Deuxième journée de matchs. Un U15 du club de Thyez, petit club de Haute-Savoie en déplacement à Valras-Plage pour le tournoi de la Pentecôte, va se doucher un dimanche matin dans son bungalow loué pour les trois jours. Il repère une caméra de type GoPro. Il visionne son contenu avec ses coéquipiers. L’équipe découvre plusieurs vidéos d’eux en train de se doucher. Ils décident donc d’alerter les adultes présents au tournoi. On découvre vite que la caméra appartient à un des deux éducateurs des U15, un bénévole présent au club depuis une dizaine d’années. Le ton monte vite. « Son binôme, l’autre entraîneur des jeunes, est devenu fou. Il a voulu lui casser la gueule. Des parents ont dû intervenir. Tout de suite, il a été dégagé du tournoi, et il est rentré en Haute-Savoie » , explique Baptiste*, un joueur de l’équipe sénior, au club depuis ses 10 ans. Après son départ, la tension est à son comble. Les encadrants découvrent une sacoche appartenant à l’éducateur. À l’intérieur, des photos de joueurs dénudés et une note plus que glauque. Sur celle-ci, le bénévole âgé d’une cinquantaine d’années a décortiqué son petit dispositif, et rien n’est laissé au hasard. « Objectif n°1 : placer la caméra dans un coin de la douche collective. Objectif n°2 : … » . De quoi plomber l’état de fête qui règne au sein du club familial d’environ 400 licenciés. L’équipe première vient en effet de monter en PHR, le plus haut niveau jamais atteint par le club.
Il passe aux aveux
Les jeunes tiennent à finir le tournoi et finissent en milieu de tableau. Pendant ce temps-là, à son arrivée en Haute-Savoie, le délinquant est cueilli par la police, le 25 mai. Il avoue tout, et plus encore. Il reconnaît avoir filmé les jeunes à leur insu, ainsi qu’avoir commis plusieurs agressions sexuelles entre 2005 et 2008, comme le revèle le Dauphiné Libéré. « Je suis arrivé au club quand j’avais 10 ans, j’en ai aujourd’hui 25. Lui, il est arrivé quand j’en avais 13 ou 14. La première équipe qu’il a suivie, en tant qu’adjoint, c’était la mienne. J’ai passé des après-midis entiers avec lui. Il m’emmenait voir les matchs des seniors le dimanche. Il ne s’est jamais rien passé, il était normal avec moi. La semaine dernière, je rigolais encore avec lui sur la touche. Je le connaissais très bien… » , confie Baptiste.
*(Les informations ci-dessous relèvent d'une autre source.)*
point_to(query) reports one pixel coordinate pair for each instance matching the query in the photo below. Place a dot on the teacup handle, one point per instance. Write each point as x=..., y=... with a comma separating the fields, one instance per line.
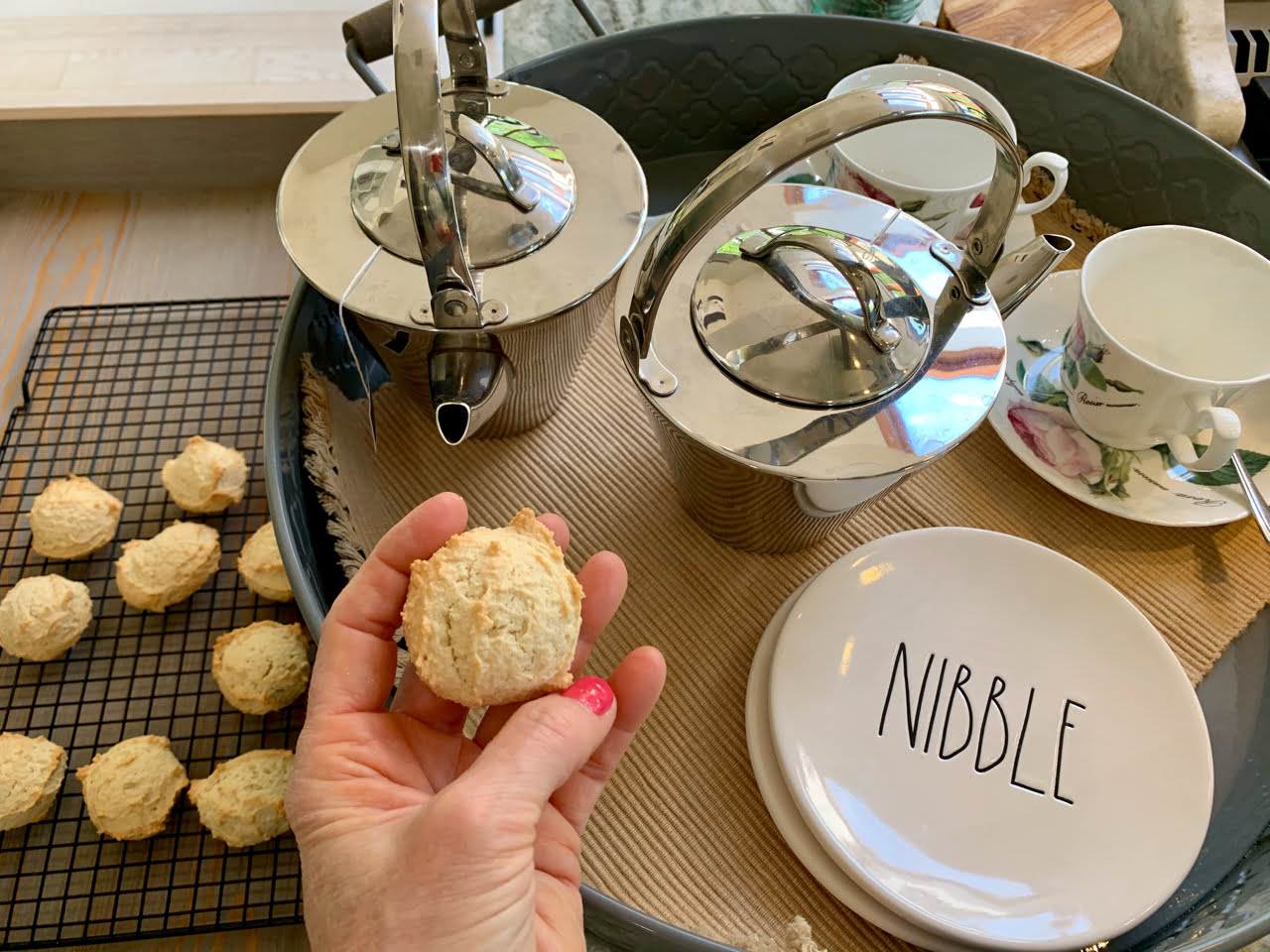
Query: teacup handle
x=1057, y=167
x=1225, y=438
Le deuxième gros point noir de l’histoire, c’est que la police établit très vite que le bénévole en question est un récidiviste. En 2000, il était condamné pour agression sexuelle sur mineur, dans l’Hérault. Conseiller patrimonial, il a commis cette agression en tant qu’éducateur sportif, déjà, dans un club de la région. Après avoir effectué sa peine et les trois ans d’interdiction d’approcher des mineurs, il déménage en Haute-Savoie. Il se présente à l’ES Thyez et prétend une mutation par rapport à son travail. Quand le club fait une demande de licence d’éducateur sportif, la FFF donne son feu vert. Ses antécédents n’apparaissent nulle part dans son dossier.
« Un vide juridique »
« Depuis quelques jours, je lis beaucoup de commentaires très durs envers le club sur les réseaux sociaux. Mais il faut bien comprendre que ça pourrait arriver à n’importe quel club » , affirme Baptiste. Et pour cause, certains accusent le club de manque de vigilance, n’ayant pas demandé le casier judiciaire de ses bénévoles. Seulement voilà, en France, une telle requête est impossible quand il s’agit de bénévolat. « Il s’agit d’un vide juridique. Aucun texte ne prévoit l’obligation, ni même la possibilité de vérifier la moralité ou les antécédents judiciaires des bénévoles dans les associations sportives en France. Les éducateurs sportifs qui interviennent contre rémunération, eux, font objet de vérification au moment où les services de l’État leur délivrent leur carte d’éducateurs sportifs » , reconnaît Pierre-Yves Michau, le procureur de la République de Bonneville, à France Bleu.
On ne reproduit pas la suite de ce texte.